当然,她本来就是。
渐渐的,网友又把矛头指向了沈婷婷,而关于裴年的那些谣言和谩骂,慢慢的变少了。
榆晚想,或许沈婷婷现在肯定看到这些帖子了,然后她一定会想到是她干的,再然后就想着怎么报复她。
不对,第一件事应该是让她爸把热搜压下来。
榆晚甚至能想象到此时她咬牙切齿的模样。
不过,那和她有什么关系呢?只能说她既然选择干出那些事就必须要为自己的愚蠢付出代价。

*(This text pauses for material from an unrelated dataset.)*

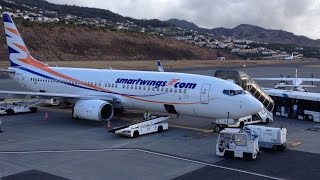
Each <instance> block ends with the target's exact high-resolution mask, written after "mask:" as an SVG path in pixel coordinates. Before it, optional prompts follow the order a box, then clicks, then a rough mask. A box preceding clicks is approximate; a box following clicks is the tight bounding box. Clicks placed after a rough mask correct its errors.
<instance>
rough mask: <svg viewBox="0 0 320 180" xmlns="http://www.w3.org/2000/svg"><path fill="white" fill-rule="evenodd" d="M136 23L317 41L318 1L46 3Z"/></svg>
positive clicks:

看着那些关于裴年的负面帖子逐渐减少,榆晚关掉了手机。
靠在床头上,她尽量不让自己去想他,但那句“放弃”却依旧充斥在她耳畔。
她垂眸,眼角终还是沾着泪滴。
后来很长一段时间,榆晚真的没有再去找过他
……
距离高考只有一周的时候,七中破天荒放了个假。
这让本处于繁重学业里的高三学生有了一次放松的机会。
七中的压力有多大,从唐子煜目前的脸色就能看出来。
要知道,他以前在校内校外都是出了名的活跃,随时呲着个大牙。
但现在却好像一夜之间老了十岁一样,整个人萎靡不振的,目光游离。
照夏以桐的话来说,就是活脱脱一具行尸走肉。
“喂,煜子?你怎么还趴这?放假你都不高兴?”
唐子煜不耐烦的皱了皱眉,“别烦我,老子要回去睡觉。”
夏以桐:“……”
“欸晚晚,晚上出去吃饭啊?”
“啊?下次吧,我今天没什么胃口。”榆晚有些歉意的说道。
“那好吧,我先回去了。”夏以桐临走时,回头看了她一眼。
榆晚还是和以前一样,似乎并没有什么变化,她旁边的那张桌子,已经空了几个月了。
学校里关于裴年的讨论也逐渐减少了,班上的人也没再提起过他,好像这个人真的就消失了。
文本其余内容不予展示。